● Платформа секвенирования: Pacbio Revio
● Режим секвенирования: CCS (HIFI читает)
● Амплификация целевой области с последующим тандемным связыванием ампликонов перед подготовкой библиотеки Hifi Smrt Bell
●Более высокое таксономическое разрешение: tСеквенирование коротко-ампликонов Хана,обеспечение более высокой скорости классификации OTU на уровне видов.
●Высокий точный базовый вызов: Секвенирование режима PACBIO CCS (HIFI читает).
●Без изоляции: Быстрая идентификация микробного состава в образцах окружающей среды.
●Широко применимо: Разнообразные исследования микробного сообщества.
●Комплексный биоинформационный анализ: Последний пакет QIIME2 (количественное понимание микробной экологии) с разнообразным анализом с точки зрения базы данных, аннотации, OTU/ASV.
●Обширный опыт: С тысячами проектов секвенирования Amplicon, проводимых ежегодно, BMKGene приносит более десятилетия опыта, высококвалифицированную группу по анализу, комплексный контент и отличную поддержку после продажи.
Библиотека | Стратегия секвенирования | Данные рекомендуются |
Ампликон | Pacbio Revio | 30.10.50 k теги (CCS) |
Концентрация (нг/мкл) | Общее количество (мкг) | Объем (мкл) |
≥5 | ≥0,3 | ≥20 |
Заморозить образцы в жидком азоте в течение 3-4 часов и хранить в жидком азоте или -80 градусов до длительного резервации. Образец доставки с сухим льдом требуется.
Включает следующий анализ:
● Сырой контроль качества данных
● Кластеризация OTU/de-noise (ASV)
● Аннотация OTU
● Анализ альфа -разнообразия: множество индексов, включая Шеннон, Симпсон и ACE.
● Анализ бета -разнообразия
● Межгрупповой анализ
● Анализ корреляции: между факторами окружающей среды и составом и разнообразием.
● Прогноз функционального гена 16S
Гистограмма таксономического распределения
Филогенетическое дерево сообщества
Анализ альфа -разнообразия: туз
Анализ бета -разнообразия: PCOA
Межгрупповой анализ: ANOVA
Исследуйте достижения, облегченные службами секвенирования Amplicon Bmkgene с Pacbio, посредством кураторской коллекции публикаций.

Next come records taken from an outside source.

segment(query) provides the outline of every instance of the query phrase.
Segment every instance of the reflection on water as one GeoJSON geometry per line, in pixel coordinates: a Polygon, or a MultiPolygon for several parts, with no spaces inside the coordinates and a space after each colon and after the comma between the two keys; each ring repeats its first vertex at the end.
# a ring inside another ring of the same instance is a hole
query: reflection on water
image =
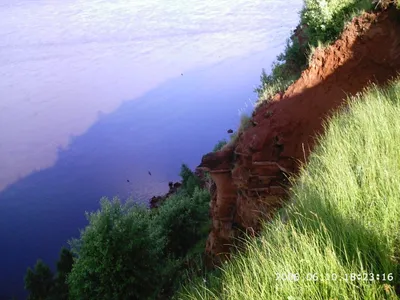
{"type": "Polygon", "coordinates": [[[188,70],[275,48],[296,16],[278,0],[8,2],[0,6],[0,190],[51,166],[98,111],[188,70]],[[278,5],[279,18],[269,13],[278,5]]]}
{"type": "Polygon", "coordinates": [[[3,0],[0,299],[101,196],[164,192],[235,128],[300,5],[3,0]]]}

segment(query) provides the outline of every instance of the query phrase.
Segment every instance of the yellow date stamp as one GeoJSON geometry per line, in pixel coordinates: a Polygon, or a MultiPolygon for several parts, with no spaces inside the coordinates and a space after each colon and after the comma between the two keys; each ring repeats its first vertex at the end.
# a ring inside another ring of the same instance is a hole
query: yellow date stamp
{"type": "Polygon", "coordinates": [[[282,272],[275,273],[276,281],[380,281],[380,282],[391,282],[394,280],[393,273],[348,273],[348,274],[336,274],[336,273],[292,273],[282,272]]]}

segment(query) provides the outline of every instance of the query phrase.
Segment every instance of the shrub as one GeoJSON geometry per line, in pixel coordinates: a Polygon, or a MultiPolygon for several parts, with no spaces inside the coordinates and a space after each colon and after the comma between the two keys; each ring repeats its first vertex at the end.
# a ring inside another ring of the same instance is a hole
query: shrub
{"type": "Polygon", "coordinates": [[[184,257],[209,230],[210,194],[195,188],[193,196],[185,191],[171,196],[157,212],[154,226],[166,240],[166,253],[184,257]]]}
{"type": "Polygon", "coordinates": [[[25,289],[29,292],[28,299],[67,300],[69,295],[66,279],[71,272],[72,263],[71,251],[63,247],[57,261],[55,276],[41,260],[37,261],[34,270],[28,268],[25,275],[25,289]]]}
{"type": "Polygon", "coordinates": [[[336,39],[353,16],[372,8],[371,0],[305,0],[301,22],[310,44],[317,46],[336,39]]]}
{"type": "Polygon", "coordinates": [[[89,225],[71,242],[72,299],[154,299],[177,289],[210,228],[209,193],[187,165],[180,175],[182,188],[157,210],[103,198],[87,214],[89,225]]]}
{"type": "Polygon", "coordinates": [[[38,260],[34,269],[28,268],[25,274],[25,289],[29,292],[28,300],[48,299],[54,286],[53,273],[42,261],[38,260]]]}
{"type": "Polygon", "coordinates": [[[168,199],[157,211],[153,228],[166,239],[163,297],[171,296],[202,265],[206,239],[210,230],[208,216],[210,194],[196,187],[193,196],[180,192],[168,199]]]}
{"type": "Polygon", "coordinates": [[[200,179],[186,164],[182,164],[179,175],[182,178],[182,188],[188,193],[188,195],[193,195],[195,188],[200,186],[200,179]]]}
{"type": "MultiPolygon", "coordinates": [[[[223,142],[220,142],[223,144],[223,142]]],[[[182,187],[156,210],[102,198],[57,273],[38,261],[25,276],[31,300],[162,299],[202,268],[210,194],[185,164],[182,187]],[[73,255],[74,254],[74,255],[73,255]]]]}
{"type": "Polygon", "coordinates": [[[89,225],[71,242],[77,258],[68,284],[72,299],[146,299],[159,292],[164,239],[150,211],[101,200],[89,225]]]}
{"type": "Polygon", "coordinates": [[[202,265],[211,226],[208,190],[200,188],[199,178],[185,164],[182,164],[180,176],[181,190],[154,211],[151,226],[165,240],[165,281],[159,295],[162,298],[171,297],[190,278],[189,274],[202,265]]]}
{"type": "Polygon", "coordinates": [[[261,84],[254,89],[259,101],[269,101],[278,92],[285,91],[307,67],[308,46],[302,47],[298,38],[292,35],[286,41],[286,48],[283,53],[278,55],[277,60],[272,64],[272,71],[267,75],[265,69],[262,69],[260,81],[261,84]]]}
{"type": "Polygon", "coordinates": [[[71,273],[74,262],[73,259],[72,252],[69,249],[65,247],[61,248],[60,258],[57,262],[53,299],[68,300],[69,289],[67,285],[67,277],[71,273]]]}

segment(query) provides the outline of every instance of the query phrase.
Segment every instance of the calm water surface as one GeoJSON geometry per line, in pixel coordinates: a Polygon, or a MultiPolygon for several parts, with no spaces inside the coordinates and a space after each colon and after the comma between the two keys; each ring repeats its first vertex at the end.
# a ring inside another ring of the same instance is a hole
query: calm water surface
{"type": "Polygon", "coordinates": [[[147,201],[236,129],[301,5],[3,0],[0,299],[101,196],[147,201]]]}

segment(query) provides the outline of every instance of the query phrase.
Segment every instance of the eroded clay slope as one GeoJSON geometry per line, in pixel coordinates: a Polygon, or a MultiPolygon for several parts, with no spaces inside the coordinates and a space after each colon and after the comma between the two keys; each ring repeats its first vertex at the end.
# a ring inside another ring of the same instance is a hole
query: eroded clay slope
{"type": "Polygon", "coordinates": [[[355,18],[341,38],[317,50],[310,67],[283,95],[260,106],[235,145],[209,153],[199,166],[216,184],[206,252],[228,253],[239,232],[257,231],[281,206],[286,174],[295,174],[322,133],[323,121],[370,82],[400,70],[399,13],[389,9],[355,18]]]}

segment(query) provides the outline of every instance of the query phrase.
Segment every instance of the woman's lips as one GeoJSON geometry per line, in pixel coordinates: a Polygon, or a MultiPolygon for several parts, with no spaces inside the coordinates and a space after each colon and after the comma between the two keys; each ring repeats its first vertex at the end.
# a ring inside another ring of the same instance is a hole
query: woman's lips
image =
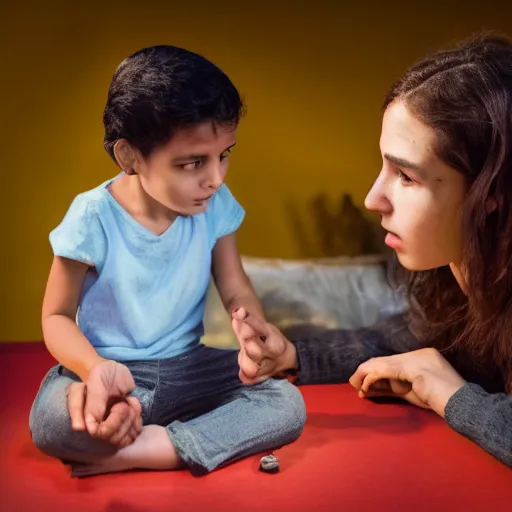
{"type": "Polygon", "coordinates": [[[388,231],[384,243],[395,250],[401,249],[403,245],[400,237],[394,233],[391,233],[390,231],[388,231]]]}

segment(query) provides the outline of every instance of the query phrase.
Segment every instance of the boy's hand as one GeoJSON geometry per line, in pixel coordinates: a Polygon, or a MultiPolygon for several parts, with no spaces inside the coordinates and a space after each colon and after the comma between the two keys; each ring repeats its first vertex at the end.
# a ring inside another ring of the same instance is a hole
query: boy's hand
{"type": "Polygon", "coordinates": [[[294,345],[275,325],[239,308],[232,314],[232,326],[240,343],[239,376],[244,384],[257,384],[297,366],[294,345]]]}
{"type": "Polygon", "coordinates": [[[86,383],[68,390],[68,409],[75,430],[117,446],[127,446],[142,428],[141,406],[128,396],[135,388],[130,370],[115,361],[104,361],[90,372],[86,383]],[[108,413],[108,416],[107,416],[108,413]]]}

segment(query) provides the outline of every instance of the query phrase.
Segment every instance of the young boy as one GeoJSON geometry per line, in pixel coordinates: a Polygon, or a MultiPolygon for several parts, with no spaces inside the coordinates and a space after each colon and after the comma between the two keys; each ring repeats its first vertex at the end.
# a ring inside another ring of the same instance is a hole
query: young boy
{"type": "Polygon", "coordinates": [[[50,235],[42,323],[60,364],[30,415],[36,446],[76,476],[204,474],[302,431],[293,385],[245,386],[238,351],[200,343],[212,273],[229,313],[264,321],[236,244],[244,211],[223,184],[242,111],[229,78],[180,48],[145,48],[114,74],[105,148],[123,172],[50,235]]]}

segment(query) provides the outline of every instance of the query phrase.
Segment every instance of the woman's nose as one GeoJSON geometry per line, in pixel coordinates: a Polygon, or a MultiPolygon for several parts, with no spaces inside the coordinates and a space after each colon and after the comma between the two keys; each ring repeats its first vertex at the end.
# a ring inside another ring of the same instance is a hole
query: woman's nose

Gao, X. и Wang, H. (2023) «Сравнительный анализ бактериальных профилей рубца и функций во время адаптации к различной фенологии (Regreen vs. Grassy) у альпийских мериновых овец с двумя растущими стадиями на альпийском луге», Ферментация, 9 (9 (9 (9 (9 (9 (9 (9 (9 (9 (9 (9 (9 (9 (9 (9 (9 (9 (9 (9 (9 (9 (9 (9 (9 (9 (9 (9 (9 (9 (9 (9 (9 (9 (9 (9 (9 (9 (9 (9 (9 1), с. 16. doi: 10.3390/ферментация9010016/s1.

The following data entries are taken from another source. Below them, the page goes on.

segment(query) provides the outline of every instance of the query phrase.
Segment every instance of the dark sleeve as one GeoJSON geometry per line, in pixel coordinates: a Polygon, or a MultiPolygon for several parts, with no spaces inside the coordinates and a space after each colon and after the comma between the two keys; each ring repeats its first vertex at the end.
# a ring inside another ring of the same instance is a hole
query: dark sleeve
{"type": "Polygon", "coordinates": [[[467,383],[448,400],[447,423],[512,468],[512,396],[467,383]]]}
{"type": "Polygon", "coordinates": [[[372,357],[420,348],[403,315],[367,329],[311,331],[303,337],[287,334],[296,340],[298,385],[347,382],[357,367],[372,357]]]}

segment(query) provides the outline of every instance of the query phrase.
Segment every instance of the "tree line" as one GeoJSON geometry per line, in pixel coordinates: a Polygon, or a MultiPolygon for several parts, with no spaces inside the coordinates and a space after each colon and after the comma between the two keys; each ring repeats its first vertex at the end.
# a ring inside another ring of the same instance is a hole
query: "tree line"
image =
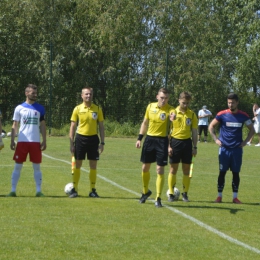
{"type": "Polygon", "coordinates": [[[40,87],[48,124],[69,122],[80,91],[94,88],[105,117],[139,124],[167,87],[170,103],[215,114],[237,92],[259,101],[259,0],[2,0],[0,109],[11,120],[28,83],[40,87]]]}

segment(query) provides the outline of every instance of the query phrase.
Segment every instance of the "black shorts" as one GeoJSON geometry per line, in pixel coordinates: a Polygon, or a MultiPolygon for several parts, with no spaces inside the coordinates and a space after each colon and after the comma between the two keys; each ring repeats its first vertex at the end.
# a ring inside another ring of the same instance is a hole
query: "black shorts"
{"type": "Polygon", "coordinates": [[[203,130],[203,132],[204,132],[204,135],[205,136],[208,136],[208,125],[199,125],[198,126],[198,135],[201,135],[201,133],[202,133],[202,130],[203,130]]]}
{"type": "Polygon", "coordinates": [[[157,162],[157,165],[159,166],[167,165],[168,137],[146,136],[142,148],[141,162],[157,162]]]}
{"type": "Polygon", "coordinates": [[[98,145],[98,135],[86,136],[77,134],[75,138],[75,159],[85,160],[87,154],[88,160],[99,160],[98,145]]]}
{"type": "Polygon", "coordinates": [[[192,160],[192,141],[191,139],[175,139],[172,138],[170,141],[172,148],[172,156],[170,156],[170,163],[186,163],[191,164],[192,160]]]}

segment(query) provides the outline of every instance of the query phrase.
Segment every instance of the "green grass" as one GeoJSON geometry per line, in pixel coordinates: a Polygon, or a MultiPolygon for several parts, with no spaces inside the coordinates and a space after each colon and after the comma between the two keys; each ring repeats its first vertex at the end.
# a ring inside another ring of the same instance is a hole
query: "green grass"
{"type": "MultiPolygon", "coordinates": [[[[139,204],[141,191],[140,150],[136,139],[106,138],[98,163],[100,199],[88,198],[88,163],[83,164],[80,197],[69,199],[64,186],[71,182],[68,137],[48,137],[43,157],[42,191],[35,197],[31,163],[24,164],[16,198],[7,198],[13,170],[10,139],[0,153],[0,259],[259,259],[259,147],[245,147],[239,199],[232,201],[231,173],[226,176],[223,203],[217,196],[218,149],[213,143],[198,144],[190,203],[154,201],[139,204]],[[186,215],[182,215],[186,214],[186,215]],[[193,219],[188,219],[192,217],[193,219]],[[198,225],[201,223],[202,226],[198,225]],[[204,226],[203,226],[204,225],[204,226]],[[206,229],[211,227],[214,232],[206,229]],[[233,238],[220,237],[216,230],[233,238]],[[235,239],[248,245],[234,243],[235,239]],[[254,252],[256,248],[258,252],[254,252]]],[[[167,190],[166,167],[164,194],[167,190]]],[[[155,164],[150,189],[155,196],[155,164]]],[[[177,187],[181,190],[182,174],[177,187]]]]}

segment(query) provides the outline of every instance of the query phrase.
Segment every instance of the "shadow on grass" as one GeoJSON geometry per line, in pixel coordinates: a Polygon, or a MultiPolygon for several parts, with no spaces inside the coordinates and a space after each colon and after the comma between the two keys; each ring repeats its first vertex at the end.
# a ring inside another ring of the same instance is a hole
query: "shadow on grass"
{"type": "Polygon", "coordinates": [[[237,212],[240,211],[246,211],[245,208],[243,208],[243,206],[258,206],[259,207],[259,203],[243,203],[243,204],[234,204],[233,202],[222,202],[222,203],[215,203],[212,201],[197,201],[198,203],[209,203],[211,205],[191,205],[190,203],[186,203],[180,205],[178,202],[175,202],[171,205],[169,204],[165,204],[165,206],[167,205],[167,207],[169,208],[178,208],[178,209],[182,209],[182,208],[194,208],[194,209],[219,209],[219,210],[227,210],[230,211],[231,214],[236,214],[237,212]],[[179,205],[178,205],[178,204],[179,205]],[[213,206],[214,205],[214,206],[213,206]],[[222,207],[221,205],[223,205],[224,207],[222,207]],[[228,205],[233,205],[234,207],[229,207],[228,205]],[[238,208],[239,207],[239,208],[238,208]]]}
{"type": "Polygon", "coordinates": [[[100,197],[100,198],[91,198],[88,195],[83,196],[83,195],[79,195],[76,198],[69,198],[66,195],[44,195],[44,197],[36,197],[35,195],[17,195],[16,197],[8,197],[7,194],[2,194],[0,195],[0,198],[11,198],[11,199],[17,199],[17,198],[36,198],[36,199],[44,199],[44,198],[52,198],[52,199],[91,199],[91,200],[102,200],[102,199],[116,199],[116,200],[138,200],[140,198],[136,198],[136,197],[130,197],[130,198],[123,198],[123,197],[100,197]]]}

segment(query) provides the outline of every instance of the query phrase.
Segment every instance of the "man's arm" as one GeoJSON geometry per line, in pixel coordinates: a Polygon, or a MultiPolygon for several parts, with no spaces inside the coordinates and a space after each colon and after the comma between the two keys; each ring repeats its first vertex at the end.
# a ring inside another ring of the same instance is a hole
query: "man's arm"
{"type": "Polygon", "coordinates": [[[40,132],[42,134],[41,150],[44,151],[47,147],[47,145],[46,145],[46,124],[45,124],[45,120],[42,120],[40,122],[40,132]]]}
{"type": "Polygon", "coordinates": [[[191,137],[192,137],[192,143],[193,143],[193,149],[192,154],[196,156],[197,154],[197,143],[198,143],[198,131],[197,128],[191,129],[191,137]]]}
{"type": "Polygon", "coordinates": [[[16,133],[18,133],[18,126],[19,126],[19,122],[14,121],[13,125],[12,125],[12,131],[11,131],[11,144],[10,144],[11,150],[15,150],[14,139],[15,139],[16,133]]]}
{"type": "Polygon", "coordinates": [[[70,152],[74,154],[74,137],[76,132],[77,123],[75,121],[71,121],[70,123],[70,152]]]}
{"type": "Polygon", "coordinates": [[[101,144],[99,146],[99,150],[100,150],[100,153],[103,152],[104,150],[104,144],[102,143],[105,143],[105,127],[104,127],[104,122],[98,122],[98,126],[99,126],[99,135],[100,135],[100,139],[101,139],[101,144]]]}
{"type": "Polygon", "coordinates": [[[247,142],[249,140],[251,140],[251,138],[253,137],[253,135],[255,134],[255,128],[253,126],[253,124],[249,124],[249,125],[246,125],[246,127],[249,129],[249,132],[248,132],[248,135],[246,137],[246,139],[241,143],[241,147],[244,147],[246,146],[247,142]]]}
{"type": "Polygon", "coordinates": [[[210,133],[210,135],[212,136],[214,142],[215,142],[217,145],[221,146],[221,142],[220,142],[220,140],[217,138],[216,132],[215,132],[215,127],[216,127],[218,124],[219,124],[218,120],[217,120],[216,118],[214,118],[214,119],[211,121],[210,125],[209,125],[209,133],[210,133]]]}
{"type": "Polygon", "coordinates": [[[141,141],[142,141],[143,136],[147,132],[148,123],[149,123],[149,120],[147,118],[144,118],[144,120],[143,120],[143,122],[141,124],[141,128],[140,128],[140,131],[139,131],[139,136],[138,136],[137,142],[135,144],[136,148],[140,148],[141,147],[141,141]]]}

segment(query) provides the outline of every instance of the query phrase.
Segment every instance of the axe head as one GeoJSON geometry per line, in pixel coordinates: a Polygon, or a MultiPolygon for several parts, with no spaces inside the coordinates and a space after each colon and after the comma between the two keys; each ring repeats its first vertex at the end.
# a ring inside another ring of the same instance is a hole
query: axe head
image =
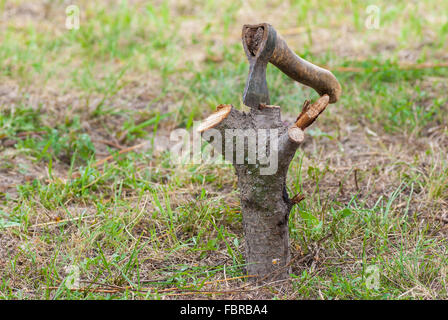
{"type": "Polygon", "coordinates": [[[266,68],[274,53],[276,40],[277,33],[270,24],[243,26],[243,47],[250,64],[243,102],[248,107],[270,104],[266,68]]]}

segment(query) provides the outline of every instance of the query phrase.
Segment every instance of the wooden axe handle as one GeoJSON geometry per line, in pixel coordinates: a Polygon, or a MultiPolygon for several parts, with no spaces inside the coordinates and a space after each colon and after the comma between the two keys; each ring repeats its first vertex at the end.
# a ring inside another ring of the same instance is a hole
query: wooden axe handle
{"type": "Polygon", "coordinates": [[[279,34],[269,62],[291,79],[313,88],[319,95],[328,94],[330,103],[335,103],[341,95],[341,85],[330,71],[299,57],[279,34]]]}

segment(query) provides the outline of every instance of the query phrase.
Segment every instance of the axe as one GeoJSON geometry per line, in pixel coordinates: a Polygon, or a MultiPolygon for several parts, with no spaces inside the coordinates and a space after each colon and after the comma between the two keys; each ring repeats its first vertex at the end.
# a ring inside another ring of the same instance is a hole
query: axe
{"type": "Polygon", "coordinates": [[[336,77],[330,71],[296,55],[270,24],[244,25],[242,41],[250,63],[243,94],[245,105],[257,108],[260,104],[270,104],[266,82],[268,62],[291,79],[313,88],[319,95],[327,94],[329,103],[339,99],[341,85],[336,77]]]}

Li, S. et al. (2023) «Захват микробной темной материи в пустынных почвах с использованием метагеномики на основе культуры и анализа высокого разрешения», NPJ BioFilms and Microbiomes 2023 9: 1, 9 (1), стр. 1–14. doi: 10.1038/s41522-023-00439-8.
MU, L. et al. (2022) «Влияние солей жирных кислот на характеристики ферментации, бактериальное разнообразие и аэробную стабильность смешанного силоса, приготовленного с люцерной, рисовой соломенной и пшеничной отруби», Журнал науки о пищевых продуктах и сельском хозяйстве, 102 (4), с. 1475– 1487. doi: 10.1002/jsfa.11482.

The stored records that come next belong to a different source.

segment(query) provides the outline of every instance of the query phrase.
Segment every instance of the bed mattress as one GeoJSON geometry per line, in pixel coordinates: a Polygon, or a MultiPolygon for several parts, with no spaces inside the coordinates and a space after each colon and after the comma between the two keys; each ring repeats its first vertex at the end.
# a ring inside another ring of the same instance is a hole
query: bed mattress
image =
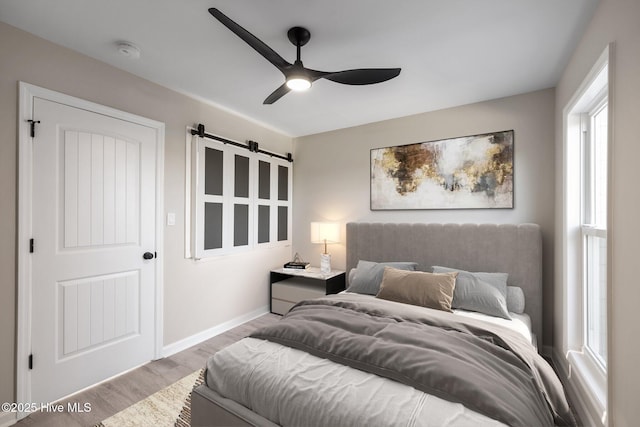
{"type": "Polygon", "coordinates": [[[396,381],[255,338],[212,357],[207,386],[282,426],[504,425],[396,381]]]}
{"type": "MultiPolygon", "coordinates": [[[[526,315],[508,321],[464,311],[456,314],[497,322],[531,342],[526,315]]],[[[206,383],[221,396],[283,426],[504,425],[394,380],[256,338],[245,338],[209,359],[206,383]],[[313,393],[305,392],[309,390],[313,393]]]]}

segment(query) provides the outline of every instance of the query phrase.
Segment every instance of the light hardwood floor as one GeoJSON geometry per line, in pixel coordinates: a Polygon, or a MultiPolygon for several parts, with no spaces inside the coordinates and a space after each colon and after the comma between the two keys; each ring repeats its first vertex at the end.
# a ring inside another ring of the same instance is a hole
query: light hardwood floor
{"type": "Polygon", "coordinates": [[[203,368],[209,356],[249,335],[258,327],[271,324],[281,316],[265,314],[223,334],[188,348],[173,356],[156,360],[131,372],[72,396],[61,403],[91,404],[91,412],[37,412],[20,420],[19,427],[93,426],[121,410],[147,398],[193,371],[203,368]]]}

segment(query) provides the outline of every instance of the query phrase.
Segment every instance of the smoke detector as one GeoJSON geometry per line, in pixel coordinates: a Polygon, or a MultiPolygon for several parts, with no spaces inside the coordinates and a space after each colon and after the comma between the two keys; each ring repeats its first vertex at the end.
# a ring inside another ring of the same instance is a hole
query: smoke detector
{"type": "Polygon", "coordinates": [[[140,58],[140,48],[130,42],[117,42],[116,47],[121,55],[130,59],[140,58]]]}

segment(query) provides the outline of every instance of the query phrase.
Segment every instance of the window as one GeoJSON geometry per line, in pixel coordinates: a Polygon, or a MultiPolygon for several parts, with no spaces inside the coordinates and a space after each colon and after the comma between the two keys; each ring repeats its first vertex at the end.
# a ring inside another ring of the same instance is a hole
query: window
{"type": "Polygon", "coordinates": [[[290,244],[291,163],[214,139],[189,140],[187,257],[290,244]]]}
{"type": "MultiPolygon", "coordinates": [[[[607,406],[609,49],[563,110],[562,351],[588,417],[607,406]]],[[[583,416],[585,414],[582,414],[583,416]]]]}
{"type": "Polygon", "coordinates": [[[606,97],[583,114],[582,244],[584,347],[607,366],[607,116],[606,97]]]}

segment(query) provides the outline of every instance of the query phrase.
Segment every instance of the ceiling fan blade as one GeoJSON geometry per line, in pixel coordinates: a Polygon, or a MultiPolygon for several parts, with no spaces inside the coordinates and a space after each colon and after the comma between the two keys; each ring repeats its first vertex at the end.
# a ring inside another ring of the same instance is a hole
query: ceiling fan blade
{"type": "Polygon", "coordinates": [[[238,23],[233,21],[224,13],[220,12],[215,7],[210,8],[209,13],[213,15],[213,17],[218,21],[220,21],[225,27],[230,29],[235,35],[244,40],[245,43],[254,48],[267,61],[275,65],[280,71],[283,71],[283,69],[287,67],[291,67],[291,64],[287,62],[283,57],[278,55],[276,51],[271,49],[262,40],[242,28],[238,23]]]}
{"type": "Polygon", "coordinates": [[[400,74],[400,70],[400,68],[359,68],[328,73],[321,78],[345,85],[370,85],[391,80],[400,74]]]}
{"type": "Polygon", "coordinates": [[[273,104],[278,99],[282,98],[286,94],[291,91],[289,86],[286,83],[283,83],[278,89],[274,90],[271,95],[267,96],[267,99],[264,100],[263,104],[273,104]]]}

Yang, J. et al. (2023) «Взаимодействие между биомаркерами окислительного стресса и микробиотой кишечника в антиоксидантных эффектах экстрактов из Sonchus brachyotus dc. При индуцированном оксазолонам кишечный окислительный стресс у взрослых рыбок данио », Antioxidants 2023, Vol. 12, стр. 192, 12 (1), с. 192. doi: 10.3390/antiox120101192.